Ну, в самом деле, давайте разберемся. В романе описываются две симметричные, повторяющиеся ситуации, когда один и тот же дьявол в лице Волковского выпивает соки из доверившихся ему людей, после чего вышвыривает их за край жизни как ненужный, отработанный материал. Так было с матерью и дедом Нелли – когда князь обманом выудил из них (точнее – из деда) все деньги. Так было и с Ихменевым, который в качестве своеобразной благодарности получил банкротство после многолетней честной работы управляющим в имении князя. В обоих случаях князь действует по одному сценарию: сначала влюбляет в себя жертву, а потом жадно насыщается ею. И вот что поразительно: жертва охотно дозволяет себя загипнотизировать, никак не сопротивляется этому, а войдя в состояние гипноза, даже становится сообщником в затеях дьявола. Именно так было с матерью Нелли, когда она выкрала у родного отца важные документы и передала их Волковскому. Зачем она это сделала? Разве она не понимала всю мерзость своего поступка? Да уж, наверное, она была совсем не глупа и должна была себе отдавать отчет в своих действиях. Но ее «любовь» к князю все перевесила, и она пошла на все тяжкие, лишь бы угодить любовнику. А тот, получив свое, т.е. деньги, выкинул ее как выжитый лимон. И поделом: вступив в связь с чертом, сам становишься им. Мать Нелли, по сути, за короткий миг наслаждений с Волковским, продала ему свою душу, и в своих действиях отождествилась с ним. Ее жалкая смерть закономерна: кто продается дъяволу, тот сам роет себе могилу, да и не только себе – всему своему будущему, т.е. своим детям, так что и смерть Нелли тоже была предрешена в момент кражи документов.
Князь Волковский по сути, есть тот вечно голодный волк, который ни перед чем не остановится, чтобы съесть свой кусок мяса. Таких надо видеть и остерегаться сразу. А кто не видит, тот оказывается съеденным. Дед Нелли не смог разглядеть существа князя, одевшего овечью шкуру, и претворившегося «белым и пушистым», и пошел с ним на финансовую сделку. Мать Нелли продолжила это состояние невидения, и кражей документов завершила задумку князя. Можно ли после этого жалеть их? Нет, нельзя. Они сами, образно говоря, прыгнули в пасть волку, а тот их проглотил и не поперхнулся. Я его не оправдываю, ведь невозможно оправдывать сплошное зло. Но в равной степени нельзя и оправдывать или жалеть тех, кто сам идет в объятия зла и дает (и даже помогает) поживиться собою.
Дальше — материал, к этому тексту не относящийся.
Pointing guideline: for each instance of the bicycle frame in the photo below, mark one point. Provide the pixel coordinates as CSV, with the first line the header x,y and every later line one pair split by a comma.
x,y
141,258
Аналогично обстояло дело с Ихменевыми: старик очаровался князем, и хотя о нем были нехорошие и заставляющие насторожиться слухи, пошел работать на него. Он не разглядел сущности дьявола, и красивый фантик принял за подлинник. В результате он попался на крючок первого выгодного случая: пока князь считал нужным для себя использовать его труд, была видимость благополучия, которое длилось аж четырнадцать лет. Но стоило князю не пожелать более иметь с ним дело, как последовала не просто банальная отставка, но полная выжимка всех денег из бедного старика. И здесь мы тоже говорим: поделом! Ихменев в принципе знал на кого работает, знал, чьи зубы щелкают рядом, но был очарован приобщенностью к такой-вот «солидности», и не подумал, что и сам может при случае попасть к князю на стол в качестве закуски.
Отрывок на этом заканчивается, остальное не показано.